L’un des principaux moteurs de cette transition réside dans les collaborations et les partenariats entre les différentes corporations et les différents secteurs de l’industrie. Plutôt que de développer nombre d’innovations environnementales individuellement, il peut s’avérer bénéfique de partager les connaissances dans toute la chaîne d’approvisionnement afin de les intégrer plus efficacement dans les activités, et de créer de la valeur.

« Les [grandes sociétés minières] mènent des évaluations quant au nombre d’initiatives compartimentées qui sont en cours, lesquelles s’intéressent globalement à l’efficacité et la durabilité, mais elles ne communiquent pas entre elles », indiquait M. Young. « Ainsi, il faudrait adopter une approche systémique, mener une évaluation de toute l’exploitation puis chercher des possibilités où l’on peut commencer à intégrer et à accélérer les choses qui sont en faveur du zéro déchets ou de la neutralité carbone, puis commencer à les associer. »

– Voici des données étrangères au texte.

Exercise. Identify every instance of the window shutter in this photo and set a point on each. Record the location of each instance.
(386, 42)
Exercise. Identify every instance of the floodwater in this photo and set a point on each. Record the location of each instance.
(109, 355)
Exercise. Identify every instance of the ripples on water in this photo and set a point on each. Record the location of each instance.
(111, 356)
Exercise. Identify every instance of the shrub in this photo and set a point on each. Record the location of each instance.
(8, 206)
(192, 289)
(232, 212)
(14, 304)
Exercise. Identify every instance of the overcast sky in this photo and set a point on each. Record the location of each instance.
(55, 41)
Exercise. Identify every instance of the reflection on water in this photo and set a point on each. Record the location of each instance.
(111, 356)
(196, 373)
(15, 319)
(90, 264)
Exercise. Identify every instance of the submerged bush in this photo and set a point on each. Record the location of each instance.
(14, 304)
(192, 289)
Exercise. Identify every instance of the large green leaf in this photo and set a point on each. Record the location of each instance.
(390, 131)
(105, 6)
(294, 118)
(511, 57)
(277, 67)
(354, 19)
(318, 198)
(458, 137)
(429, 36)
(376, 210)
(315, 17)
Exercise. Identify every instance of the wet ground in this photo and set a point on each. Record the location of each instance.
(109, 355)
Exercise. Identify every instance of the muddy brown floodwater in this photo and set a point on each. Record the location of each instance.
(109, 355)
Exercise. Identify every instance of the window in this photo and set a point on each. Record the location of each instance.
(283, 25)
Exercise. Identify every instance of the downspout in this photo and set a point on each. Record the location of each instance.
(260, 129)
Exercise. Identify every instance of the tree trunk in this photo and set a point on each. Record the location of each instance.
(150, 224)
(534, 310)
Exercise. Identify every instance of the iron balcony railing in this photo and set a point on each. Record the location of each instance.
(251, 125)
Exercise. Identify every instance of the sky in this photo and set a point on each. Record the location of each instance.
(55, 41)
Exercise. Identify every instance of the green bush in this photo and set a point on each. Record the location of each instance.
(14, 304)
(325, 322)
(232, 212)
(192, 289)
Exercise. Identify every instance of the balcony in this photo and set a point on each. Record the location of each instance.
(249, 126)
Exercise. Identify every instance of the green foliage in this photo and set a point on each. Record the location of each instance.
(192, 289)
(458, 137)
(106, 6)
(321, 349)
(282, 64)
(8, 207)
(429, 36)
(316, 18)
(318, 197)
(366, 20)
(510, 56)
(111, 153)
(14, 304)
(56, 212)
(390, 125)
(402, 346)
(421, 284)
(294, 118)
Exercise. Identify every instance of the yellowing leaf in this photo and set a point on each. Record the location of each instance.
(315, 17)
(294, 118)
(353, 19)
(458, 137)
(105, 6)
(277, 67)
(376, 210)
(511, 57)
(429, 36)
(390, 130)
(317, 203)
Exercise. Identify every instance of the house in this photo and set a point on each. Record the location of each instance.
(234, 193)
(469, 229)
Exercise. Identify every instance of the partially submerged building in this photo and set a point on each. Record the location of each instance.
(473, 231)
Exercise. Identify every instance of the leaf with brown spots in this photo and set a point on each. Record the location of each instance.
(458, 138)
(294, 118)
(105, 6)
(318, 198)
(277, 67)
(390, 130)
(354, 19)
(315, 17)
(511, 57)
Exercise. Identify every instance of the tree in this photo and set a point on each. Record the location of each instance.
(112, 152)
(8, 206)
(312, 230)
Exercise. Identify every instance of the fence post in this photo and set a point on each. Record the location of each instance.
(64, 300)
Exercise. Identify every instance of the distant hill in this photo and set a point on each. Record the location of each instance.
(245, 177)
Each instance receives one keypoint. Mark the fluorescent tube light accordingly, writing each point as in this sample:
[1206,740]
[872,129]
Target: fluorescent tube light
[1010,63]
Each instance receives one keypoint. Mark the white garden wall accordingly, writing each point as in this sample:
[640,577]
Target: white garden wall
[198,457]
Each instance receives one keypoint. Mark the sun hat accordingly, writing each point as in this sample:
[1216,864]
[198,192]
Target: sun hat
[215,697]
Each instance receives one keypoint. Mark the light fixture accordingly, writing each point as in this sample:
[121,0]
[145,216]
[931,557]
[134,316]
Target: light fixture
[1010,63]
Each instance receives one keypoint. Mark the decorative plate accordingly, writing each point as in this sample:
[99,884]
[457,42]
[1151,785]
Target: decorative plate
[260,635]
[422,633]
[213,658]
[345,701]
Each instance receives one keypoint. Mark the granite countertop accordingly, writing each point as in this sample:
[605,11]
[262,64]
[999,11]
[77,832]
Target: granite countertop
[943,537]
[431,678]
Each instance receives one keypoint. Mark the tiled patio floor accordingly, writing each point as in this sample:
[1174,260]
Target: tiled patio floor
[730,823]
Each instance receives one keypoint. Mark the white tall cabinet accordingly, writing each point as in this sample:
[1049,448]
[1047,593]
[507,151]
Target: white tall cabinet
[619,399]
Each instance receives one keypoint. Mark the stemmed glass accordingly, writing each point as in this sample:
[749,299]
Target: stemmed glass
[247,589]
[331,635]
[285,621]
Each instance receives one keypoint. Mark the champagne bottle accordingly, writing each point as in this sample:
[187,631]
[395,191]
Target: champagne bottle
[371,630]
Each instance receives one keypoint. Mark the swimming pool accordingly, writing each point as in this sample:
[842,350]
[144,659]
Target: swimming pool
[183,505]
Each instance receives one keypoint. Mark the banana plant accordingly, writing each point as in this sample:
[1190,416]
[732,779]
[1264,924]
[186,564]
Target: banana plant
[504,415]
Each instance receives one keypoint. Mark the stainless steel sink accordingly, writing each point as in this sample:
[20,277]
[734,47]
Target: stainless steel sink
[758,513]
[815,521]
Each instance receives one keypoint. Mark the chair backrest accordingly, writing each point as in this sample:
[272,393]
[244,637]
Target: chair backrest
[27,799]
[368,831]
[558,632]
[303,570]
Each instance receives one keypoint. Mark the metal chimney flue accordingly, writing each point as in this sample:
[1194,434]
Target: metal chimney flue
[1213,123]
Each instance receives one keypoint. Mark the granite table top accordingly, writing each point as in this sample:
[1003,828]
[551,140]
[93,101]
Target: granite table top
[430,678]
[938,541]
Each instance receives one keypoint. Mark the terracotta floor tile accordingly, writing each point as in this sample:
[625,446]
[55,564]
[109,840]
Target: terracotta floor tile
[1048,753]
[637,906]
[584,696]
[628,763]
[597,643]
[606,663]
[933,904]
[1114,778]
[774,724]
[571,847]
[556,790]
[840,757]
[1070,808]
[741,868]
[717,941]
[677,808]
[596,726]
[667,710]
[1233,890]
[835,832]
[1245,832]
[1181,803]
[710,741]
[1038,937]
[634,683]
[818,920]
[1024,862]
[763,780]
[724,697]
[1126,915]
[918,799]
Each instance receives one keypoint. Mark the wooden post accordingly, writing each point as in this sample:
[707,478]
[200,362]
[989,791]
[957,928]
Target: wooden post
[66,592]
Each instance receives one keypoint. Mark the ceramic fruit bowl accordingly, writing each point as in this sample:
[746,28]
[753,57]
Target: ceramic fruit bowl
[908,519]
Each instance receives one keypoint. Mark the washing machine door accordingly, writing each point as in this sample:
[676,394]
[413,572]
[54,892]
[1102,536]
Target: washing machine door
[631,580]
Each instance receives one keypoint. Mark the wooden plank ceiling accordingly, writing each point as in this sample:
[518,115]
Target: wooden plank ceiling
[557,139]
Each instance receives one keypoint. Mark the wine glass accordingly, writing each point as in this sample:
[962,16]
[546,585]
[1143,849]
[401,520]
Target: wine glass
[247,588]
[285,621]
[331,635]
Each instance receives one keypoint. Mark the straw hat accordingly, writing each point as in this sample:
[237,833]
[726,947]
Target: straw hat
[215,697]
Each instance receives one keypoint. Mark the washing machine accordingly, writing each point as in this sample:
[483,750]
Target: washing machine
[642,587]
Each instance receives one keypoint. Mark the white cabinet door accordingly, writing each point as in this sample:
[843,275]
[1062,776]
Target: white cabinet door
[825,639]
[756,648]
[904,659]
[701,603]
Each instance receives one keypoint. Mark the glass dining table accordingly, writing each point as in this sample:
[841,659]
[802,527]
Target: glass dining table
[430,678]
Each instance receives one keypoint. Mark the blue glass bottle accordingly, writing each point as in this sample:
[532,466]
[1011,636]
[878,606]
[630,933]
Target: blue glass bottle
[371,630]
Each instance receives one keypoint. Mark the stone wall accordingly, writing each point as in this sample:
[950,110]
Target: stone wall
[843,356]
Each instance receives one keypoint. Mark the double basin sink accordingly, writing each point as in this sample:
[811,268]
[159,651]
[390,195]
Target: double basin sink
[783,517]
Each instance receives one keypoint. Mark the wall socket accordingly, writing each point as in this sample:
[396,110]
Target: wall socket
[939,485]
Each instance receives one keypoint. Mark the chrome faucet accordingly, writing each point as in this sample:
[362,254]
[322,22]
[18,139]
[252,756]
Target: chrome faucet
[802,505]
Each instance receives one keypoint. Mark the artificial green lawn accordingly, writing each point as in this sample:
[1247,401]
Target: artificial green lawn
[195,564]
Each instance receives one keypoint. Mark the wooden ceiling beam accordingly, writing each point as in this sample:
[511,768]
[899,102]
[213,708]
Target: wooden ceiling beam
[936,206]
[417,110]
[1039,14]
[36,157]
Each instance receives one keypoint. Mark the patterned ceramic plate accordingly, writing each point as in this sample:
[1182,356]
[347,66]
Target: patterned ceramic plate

Pour que le concept d’économie circulaire fonctionne vraiment dans le secteur minier, le gouvernement devra apporter son soutien en investissant dans l’innovation et dans des stratégies clairement définies. Toutefois, un changement de mentalité sera aussi nécessaire de la part des sociétés minières concernant la façon dont elles envisagent leurs actifs.

« Pour faire changer les choses, il suffirait que les sociétés minières parviennent à ne serait-ce qu’un seul changement dans leur manière de penser, et acceptent d’accorder une valeur à tous les matériaux qu’elles déplacent et non pas uniquement aux matières premières ciblées qu’elles produisent. Tous les minéraux sont des actifs en puissance », indiquait Mme Chovan. « Si elles évaluaient la valeur de ces matériaux tout comme elles le font pour l’infrastructure qu’elles exploitent, elles les traiteraient sans doute différemment, et cela entraînerait une transition du modèle économique. On peut toujours optimiser autour d’un produit, mais cela ne signifie pas que le reste n’a aucune valeur. »

Le rapport Towards a Circular Economy Approach to Mining Operations: Key Concepts, Drivers and Opportunities (Vers l’adoption d’une approche axée sur l’économie circulaire dans le cadre des activités minières, traduction en français du résumé uniquement) est disponible en ligne.